For more remote backcountry rides and bikepacking adventures, my tool and repair kit is larger than what I carry on normal day rides, but it’s still relatively small. Here’s what I would recommend carrying:
• A bike multi-tool (with chain breaker) that both fits and reaches every bolt on my bike – I particularly like the very functional Blackburn Big Switch and the Crank Brothers M19 and F15 tools
• Another small multi-tool with a knife, file, and pliers – this is useful for everything from making dinner to sewing tires to removing a valve core
• Tire pump – the Lezyne Pressure Drive (the small model) is very packable and can be used to inflate suspension up to 120 psi
• Small shock pump – the Birzman Zama is my current favorite, but there’s a soft spot in my heart for my minuscule but still effective 4” pump scavenged from an old Blackburn Toolmanator multi-tool
• 1-2 tubes depending on the length of the trip
• Tire lever
• Tire plugs
• Small roll of Gorilla tape
• Thick needles and upholstery thread
• Spare valve core or stem
• Presta valve adapter – good for re-seating tubeless tires at gas stations
• 10+ glueless patches; for colder trips with temperatures <40 °F, glue-on patches are better far more reliable
• 2 Park self-adhesive tire boots
• 1-2 pairs of spare brake pads
• 5+ thick zip ties
• 2-3 quick links and an extra bit of chain
• Spare derailleur hanger
• RockShox Enduro Collar or Wolf Tooth Valais Clamp if running a dropper post, just in case the dropper refuses to stay up
• Spare cleat and mounting bolts
• Chain lube, cleaning brush and rag
For longer or more remote trips, I also will consider adding in the following:
• Spare brake caliper bolts (these rattle out occasionally)
• A few other miscellaneous bolts specific to my bike
• Spare derailleur pulley and shift cable (for really long trips)
• 2 spare spokes with nipples (taped to seatstay)
• Small bottle of tire sealant (for long trips only)

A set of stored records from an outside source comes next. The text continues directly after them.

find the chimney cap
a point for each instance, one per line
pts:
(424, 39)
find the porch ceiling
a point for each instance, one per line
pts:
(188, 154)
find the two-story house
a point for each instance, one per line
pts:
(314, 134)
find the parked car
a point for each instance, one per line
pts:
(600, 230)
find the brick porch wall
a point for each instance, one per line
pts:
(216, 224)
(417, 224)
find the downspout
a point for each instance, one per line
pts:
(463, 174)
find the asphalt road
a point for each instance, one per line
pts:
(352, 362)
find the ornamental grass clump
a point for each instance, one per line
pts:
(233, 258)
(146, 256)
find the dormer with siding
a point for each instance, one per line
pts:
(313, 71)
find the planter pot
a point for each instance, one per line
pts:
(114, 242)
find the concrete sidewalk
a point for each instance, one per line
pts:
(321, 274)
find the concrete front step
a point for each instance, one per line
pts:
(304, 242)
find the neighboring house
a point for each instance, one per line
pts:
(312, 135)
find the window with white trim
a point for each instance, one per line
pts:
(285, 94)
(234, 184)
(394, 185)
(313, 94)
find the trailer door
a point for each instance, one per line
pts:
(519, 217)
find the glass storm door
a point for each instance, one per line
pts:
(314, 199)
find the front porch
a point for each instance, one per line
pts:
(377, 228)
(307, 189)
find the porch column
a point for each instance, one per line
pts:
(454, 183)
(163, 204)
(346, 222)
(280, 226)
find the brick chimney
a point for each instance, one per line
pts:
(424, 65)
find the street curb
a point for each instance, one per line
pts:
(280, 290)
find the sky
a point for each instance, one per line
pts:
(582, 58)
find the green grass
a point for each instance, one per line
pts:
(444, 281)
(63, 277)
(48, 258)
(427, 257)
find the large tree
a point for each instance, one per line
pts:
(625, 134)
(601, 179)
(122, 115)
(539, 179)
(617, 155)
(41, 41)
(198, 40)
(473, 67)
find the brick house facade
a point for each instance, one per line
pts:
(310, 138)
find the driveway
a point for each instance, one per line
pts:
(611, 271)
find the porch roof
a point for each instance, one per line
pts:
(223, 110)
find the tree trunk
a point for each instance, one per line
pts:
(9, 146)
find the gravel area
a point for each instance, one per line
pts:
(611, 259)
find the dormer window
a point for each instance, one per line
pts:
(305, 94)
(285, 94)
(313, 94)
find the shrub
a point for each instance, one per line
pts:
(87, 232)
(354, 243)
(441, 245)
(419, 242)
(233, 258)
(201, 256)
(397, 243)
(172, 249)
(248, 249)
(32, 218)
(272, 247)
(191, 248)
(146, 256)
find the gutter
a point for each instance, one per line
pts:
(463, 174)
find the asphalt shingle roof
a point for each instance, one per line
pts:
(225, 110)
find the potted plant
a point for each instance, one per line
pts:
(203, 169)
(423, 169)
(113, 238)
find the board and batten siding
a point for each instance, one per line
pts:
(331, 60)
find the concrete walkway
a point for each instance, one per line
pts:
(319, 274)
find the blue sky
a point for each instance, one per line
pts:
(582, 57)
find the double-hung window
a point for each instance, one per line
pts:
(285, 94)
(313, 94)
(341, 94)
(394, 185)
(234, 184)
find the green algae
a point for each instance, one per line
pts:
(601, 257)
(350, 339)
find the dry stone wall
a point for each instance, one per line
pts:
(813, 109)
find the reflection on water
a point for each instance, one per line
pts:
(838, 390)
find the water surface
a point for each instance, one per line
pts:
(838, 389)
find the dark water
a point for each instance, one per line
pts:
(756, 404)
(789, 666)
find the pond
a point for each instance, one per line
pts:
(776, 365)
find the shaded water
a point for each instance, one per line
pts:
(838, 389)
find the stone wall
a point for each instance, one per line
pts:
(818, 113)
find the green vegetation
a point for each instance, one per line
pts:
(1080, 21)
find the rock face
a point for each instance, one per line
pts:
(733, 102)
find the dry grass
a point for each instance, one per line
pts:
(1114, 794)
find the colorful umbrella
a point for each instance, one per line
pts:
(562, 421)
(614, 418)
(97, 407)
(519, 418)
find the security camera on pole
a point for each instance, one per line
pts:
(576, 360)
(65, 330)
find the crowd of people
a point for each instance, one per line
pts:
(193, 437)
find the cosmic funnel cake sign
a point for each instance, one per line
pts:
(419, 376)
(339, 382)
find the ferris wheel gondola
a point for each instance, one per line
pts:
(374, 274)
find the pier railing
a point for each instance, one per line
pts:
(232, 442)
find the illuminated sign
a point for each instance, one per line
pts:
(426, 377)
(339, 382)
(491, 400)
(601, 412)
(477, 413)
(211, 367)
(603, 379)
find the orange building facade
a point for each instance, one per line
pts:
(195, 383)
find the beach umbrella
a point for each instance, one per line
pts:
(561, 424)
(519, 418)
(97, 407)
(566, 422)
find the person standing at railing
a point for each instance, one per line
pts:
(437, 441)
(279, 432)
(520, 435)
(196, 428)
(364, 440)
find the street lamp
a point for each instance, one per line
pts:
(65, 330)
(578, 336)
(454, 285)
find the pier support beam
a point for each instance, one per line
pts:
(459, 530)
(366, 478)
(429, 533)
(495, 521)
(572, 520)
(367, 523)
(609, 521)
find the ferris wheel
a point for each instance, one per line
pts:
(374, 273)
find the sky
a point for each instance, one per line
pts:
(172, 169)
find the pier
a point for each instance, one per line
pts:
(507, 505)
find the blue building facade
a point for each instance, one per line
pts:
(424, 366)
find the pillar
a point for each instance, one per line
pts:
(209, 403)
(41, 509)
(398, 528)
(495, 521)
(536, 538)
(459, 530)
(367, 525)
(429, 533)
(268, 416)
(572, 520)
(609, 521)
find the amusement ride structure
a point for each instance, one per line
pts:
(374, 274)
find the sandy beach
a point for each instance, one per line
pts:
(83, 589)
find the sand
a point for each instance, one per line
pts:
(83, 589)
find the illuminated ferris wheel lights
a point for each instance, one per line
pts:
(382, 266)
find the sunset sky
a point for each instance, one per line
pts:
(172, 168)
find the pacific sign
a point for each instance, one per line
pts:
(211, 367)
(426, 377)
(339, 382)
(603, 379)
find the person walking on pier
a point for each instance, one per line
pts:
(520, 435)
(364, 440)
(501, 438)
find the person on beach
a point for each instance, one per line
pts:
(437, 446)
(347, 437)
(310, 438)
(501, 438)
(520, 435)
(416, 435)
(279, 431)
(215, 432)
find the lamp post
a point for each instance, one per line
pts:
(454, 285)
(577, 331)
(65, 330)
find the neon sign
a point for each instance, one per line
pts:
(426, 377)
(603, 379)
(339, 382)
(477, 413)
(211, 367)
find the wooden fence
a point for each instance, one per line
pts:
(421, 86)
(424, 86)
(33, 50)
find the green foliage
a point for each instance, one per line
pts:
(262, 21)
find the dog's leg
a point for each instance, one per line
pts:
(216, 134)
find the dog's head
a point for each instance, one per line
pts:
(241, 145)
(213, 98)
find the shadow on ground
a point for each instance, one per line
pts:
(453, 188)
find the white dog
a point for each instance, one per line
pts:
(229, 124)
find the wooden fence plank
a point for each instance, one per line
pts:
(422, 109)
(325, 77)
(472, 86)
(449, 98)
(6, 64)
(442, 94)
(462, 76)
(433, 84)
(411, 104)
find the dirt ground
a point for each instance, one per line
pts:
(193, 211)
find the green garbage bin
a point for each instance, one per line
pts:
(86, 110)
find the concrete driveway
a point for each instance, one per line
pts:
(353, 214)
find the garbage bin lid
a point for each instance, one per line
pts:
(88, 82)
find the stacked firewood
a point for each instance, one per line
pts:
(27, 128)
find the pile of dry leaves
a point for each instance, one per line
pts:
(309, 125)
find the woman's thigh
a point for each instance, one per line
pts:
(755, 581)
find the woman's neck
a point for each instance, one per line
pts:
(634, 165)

Flat tires are by far the most frequent bike problem faced by many mountain bikers. Most riders can pull off a tire, pop in a tube, and get it aired up in case of a flat (always remember to check the inside of the tire for thorns before tubing it up!). But larger holes or slices in a tire may require a bit more labor. On an old tire, practice installing tire plugs. These are absolutely magical for quickly fixing tire punctures in both the tread and along the bead in the case of a pinch flat. Also try booting and/or sewing up a sliced sidewall. This is an all-to-common tire injury when riding a loaded bike on rocky trails, but stitching up a slice with a thick needle and upholstery thread can make the tire completely useable again. Sometimes, stitching a boot to the back of the slice can even allow the tire to be returned to tubeless.
Practice replacing a derailleur hanger and adjusting the shifting on a rear derailleur. Make sure to understand the difference between adjusting shift cable tension and the limit screws – many poorly-adjusted derailleurs are the result of someone mistakenly altering limit screw position instead of cable tension.
On an old chain, make sure that your hands are strong enough to break it open with your multi-tool. I often have to use my mini pliers for more leverage. Then put the chain back together with a quick link for practice.
Be able to replace brake pads, spread the caliper pistons out, adjust the caliper position relative to the rotor, and straighten a bent rotor. All are surprisingly straightforward tasks after just a bit of practice.
Like so many other things in life, the more practice and experience one has maintaining and repairing bikes, the easier and less stressful the task will become.
Plus, it can be kinda fun repairing your bike trailside.